Entre as reivindicações não está a independência em território turco; curdos negam ataque turco no Iraque

Efe,

02 de dezembro de 2007 | 16h17

O Partido dos Trabalhadores do Curdistão (PKK) ofereceu neste domingo, 2, abandonar a luta armada contra a Turquia se o governo turco aplicar medidas em favor de suas regiões curdas.
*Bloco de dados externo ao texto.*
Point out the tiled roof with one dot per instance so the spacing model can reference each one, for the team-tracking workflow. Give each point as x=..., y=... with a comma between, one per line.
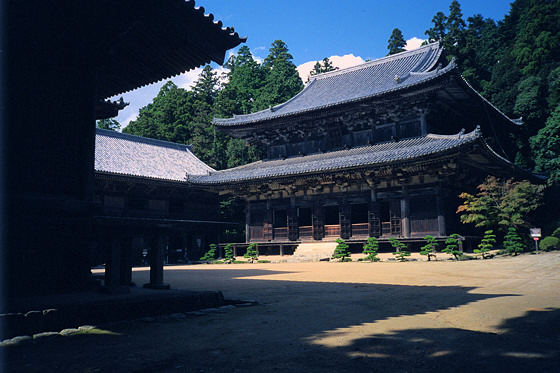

Entre as reivindicações dos rebeldes curdos não está a independência. Entre os pedidos estão o reconhecimento a língua e identidade curdas, o direito à liberdade de associação, um projeto de reconciliação nacional, a retirada das tropas turcas das regiões curdas e, por último, reforma das Prefeituras e governos provinciais para dotá-los de mais competências. O comunicado "Declaração para uma solução democrática do problema curdo", ao que teve acesso a Agência Efe, está assinado pela "ala militar e política do PKK" e foi divulgado no Curdistão iraquiano, apesar de estar com a data de sexta-feira 30. O PKK lembra que não é a primeira vez que oferece um cessar-fogo unilateral, e que os anteriores fracassaram pela atitude do governo turco, que se negam a reconhecer qualquer legitimidade ao PKK e a negociar com eles. A nota adverte que "se vamos ser eliminados mediante a violência, prosseguiremos nossa luta (armada) e nos defenderemos com maior vontade e determinação". O comunicado é dirigido a todos os turcos, "partidos políticos, associações, intelectuais, pacifistas e democratas, que devem ser considerados responsáveis" da melhora ou a deterioração da situação. "O governo turco deveria admitir que os problemas (com os curdos) são internos e não atravessar as fronteiras", em referência aos últimos ataques da aviação turca a supostas bases do PKK no norte do Iraque. O último ataque deste tipo foi anunciado no sábado pelo Exército turco, embora o PKK tenha negado que o ataque tenha acontecido em território iraquiano e o governo autônomo do Curdistão também tenha desmentido a ofensiva.